Pebblebrook Hotel Trust of Bethesda also increased its holdings, paying $30 million for the 108-room Hotel Milano in San Francisco. Bethesda-based The Meridian Group Inc. closed on a $49 million deal for One Ballston Plaza. The 143,000-square-foot office building is located in Arlington, Va.
On the sell side, Corporate Office Properties Trust of Columbia sold two buildings in Rockville, known as the Rockville Corporate Center, for $48.7 million. The 222,000 square feet of office space were fully leased at the time, but the sale is part of the company’s “Strategic Reallocation Plan,” which went into effect in April 2011 and is a concerted effort to shed “non-strategic assets,” according to a statement by the company.
So far, COPT has sold $193.5 million in properties under the plan, with $116.9 million of that sold this year.
Concern about the sun-setting capital gains tax cut also goes hand-in-hand with a desire to close deals, said Stuart Smith, a managing director in M&T Bank’s Investment Banking Group who works with mergers and acquisitions.

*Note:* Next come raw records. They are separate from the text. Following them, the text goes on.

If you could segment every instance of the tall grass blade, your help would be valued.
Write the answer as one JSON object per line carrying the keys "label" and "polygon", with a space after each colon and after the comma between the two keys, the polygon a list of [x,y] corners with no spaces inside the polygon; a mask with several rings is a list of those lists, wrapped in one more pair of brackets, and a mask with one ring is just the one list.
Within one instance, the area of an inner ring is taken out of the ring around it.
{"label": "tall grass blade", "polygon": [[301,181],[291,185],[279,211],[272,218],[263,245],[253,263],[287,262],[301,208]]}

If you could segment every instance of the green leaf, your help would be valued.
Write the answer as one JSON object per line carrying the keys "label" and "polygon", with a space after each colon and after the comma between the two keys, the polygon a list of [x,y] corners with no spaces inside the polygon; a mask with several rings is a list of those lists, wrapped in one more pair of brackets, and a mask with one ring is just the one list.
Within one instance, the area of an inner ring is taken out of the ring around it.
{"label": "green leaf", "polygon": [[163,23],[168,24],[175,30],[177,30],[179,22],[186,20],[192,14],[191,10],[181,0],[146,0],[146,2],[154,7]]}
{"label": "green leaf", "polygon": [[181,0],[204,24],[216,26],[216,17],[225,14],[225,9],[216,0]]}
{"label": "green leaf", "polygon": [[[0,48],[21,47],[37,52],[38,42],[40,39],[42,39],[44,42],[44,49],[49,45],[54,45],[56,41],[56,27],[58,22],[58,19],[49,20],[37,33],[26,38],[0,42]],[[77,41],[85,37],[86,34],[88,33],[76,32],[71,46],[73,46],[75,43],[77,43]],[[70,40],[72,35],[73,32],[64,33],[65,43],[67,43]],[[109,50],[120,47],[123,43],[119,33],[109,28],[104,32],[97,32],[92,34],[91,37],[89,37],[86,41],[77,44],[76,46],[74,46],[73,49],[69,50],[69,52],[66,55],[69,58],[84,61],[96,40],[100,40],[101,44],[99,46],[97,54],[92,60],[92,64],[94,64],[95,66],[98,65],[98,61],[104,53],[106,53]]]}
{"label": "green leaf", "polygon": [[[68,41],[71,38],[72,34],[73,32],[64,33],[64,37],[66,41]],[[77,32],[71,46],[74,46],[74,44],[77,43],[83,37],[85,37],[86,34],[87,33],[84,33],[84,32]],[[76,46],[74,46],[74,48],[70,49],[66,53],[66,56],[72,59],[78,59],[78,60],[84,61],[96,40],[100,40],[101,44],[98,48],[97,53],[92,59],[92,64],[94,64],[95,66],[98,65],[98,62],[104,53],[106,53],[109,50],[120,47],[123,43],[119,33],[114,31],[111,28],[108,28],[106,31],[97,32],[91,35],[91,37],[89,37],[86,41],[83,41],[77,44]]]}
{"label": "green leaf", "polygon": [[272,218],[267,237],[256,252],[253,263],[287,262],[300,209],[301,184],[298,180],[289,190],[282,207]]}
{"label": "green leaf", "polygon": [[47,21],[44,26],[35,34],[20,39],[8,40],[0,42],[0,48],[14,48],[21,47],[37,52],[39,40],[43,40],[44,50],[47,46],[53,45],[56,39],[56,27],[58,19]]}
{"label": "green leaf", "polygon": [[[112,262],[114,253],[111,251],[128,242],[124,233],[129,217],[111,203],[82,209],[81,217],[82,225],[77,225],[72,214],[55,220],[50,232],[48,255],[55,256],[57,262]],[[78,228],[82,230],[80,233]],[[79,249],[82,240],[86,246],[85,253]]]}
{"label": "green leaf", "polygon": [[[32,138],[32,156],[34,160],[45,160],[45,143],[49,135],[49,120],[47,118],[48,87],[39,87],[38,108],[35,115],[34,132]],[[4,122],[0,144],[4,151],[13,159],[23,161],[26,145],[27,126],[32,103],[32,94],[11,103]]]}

“We’re working on some transactions right now, where people are saying to me, ‘We need to be done by year end,’” said Smith, adding that he and his team have seen the most activity among real estate, financial and information technology companies.
Smith, whose team looks at data provided by S&P Capital IQ, said that 61 deals closed in the second quarter in which Maryland companies were the target. That compares with 52 in the first quarter.
In addition to the uncertainty that lies ahead with the capital gains tax, deals will continue to increase as baby boomers retire and, in some cases, sell their companies, he said.
That, paired with business owners who have weathered a recession and don’t want to do it again, should mean more activity as the year continues and companies that are in an upswing “[take] advantage of strength.
“You never know where the top is — and it’s always great to try to sell at the top — but if you miss the top, you might really miss,” Smith said.
DEALS OF NOTE
India Globalization Capital Inc. buys Iron Ore Mine for $4.4 million
In the quarter’s only international deal involving a Maryland company, materials and infrastructure firm India Globalization Capital Inc. of Bethesda acquired an iron ore mine site in Inner Mongolia for $4.4 million. The site is adjacent to the firm’s three existing mines in the area.
Regency Furniture Inc. buys Marlo Furniture for an undisclosed amount
Waldorf-based Regency Furniture acquired Marlo Furniture, which had stores in Laurel, Forestville, Rockville and Alexandria, Va. Regency has seven stores in Maryland, Virginia and Washington. With estimated sales of $97 million, Regency was 57th for 2011 on an annual report of the top 100 highest-grossing U.S. furniture retailers. Marlo, with estimated annual sales of $38.6 million, was 100th, according to the report by Furniture/Today, an industry news site.
Sandy Spring Bancorp Inc. buys CommerceFirst Bancorp Inc. for $24.77 million
Sandy Spring Bancorp of Olney acquired CommerceFirst Bancorp of Annapolis, and its subsidiary, CommerceFirst Bank, in a $24.77 million stock and cash deal. The acquisition will add approximately $205 million in total assets, $181 million in gross loans and $180 million in total deposits, before purchase accounting adjustments, to Sandy Spring’s books. Sandy Spring has 43 offices in Maryland and Virginia. CommerceFirst Bank operates five full-service branches in Anne Arundel, Howard and Prince George’s counties.
Sinclair Broadcast Group buys Freedom Communications’ TV division for $385 million
Months after dishing out $200 million for Four Point Media, a group of seven television stations, Sinclair bought the television arm of Irvine, Calif.-based Freedom Communications for $385 million. The acquisition includes eight stations and gives Sinclair a duopoly in the West Palm Beach, Fla., and Albany, N.Y., markets.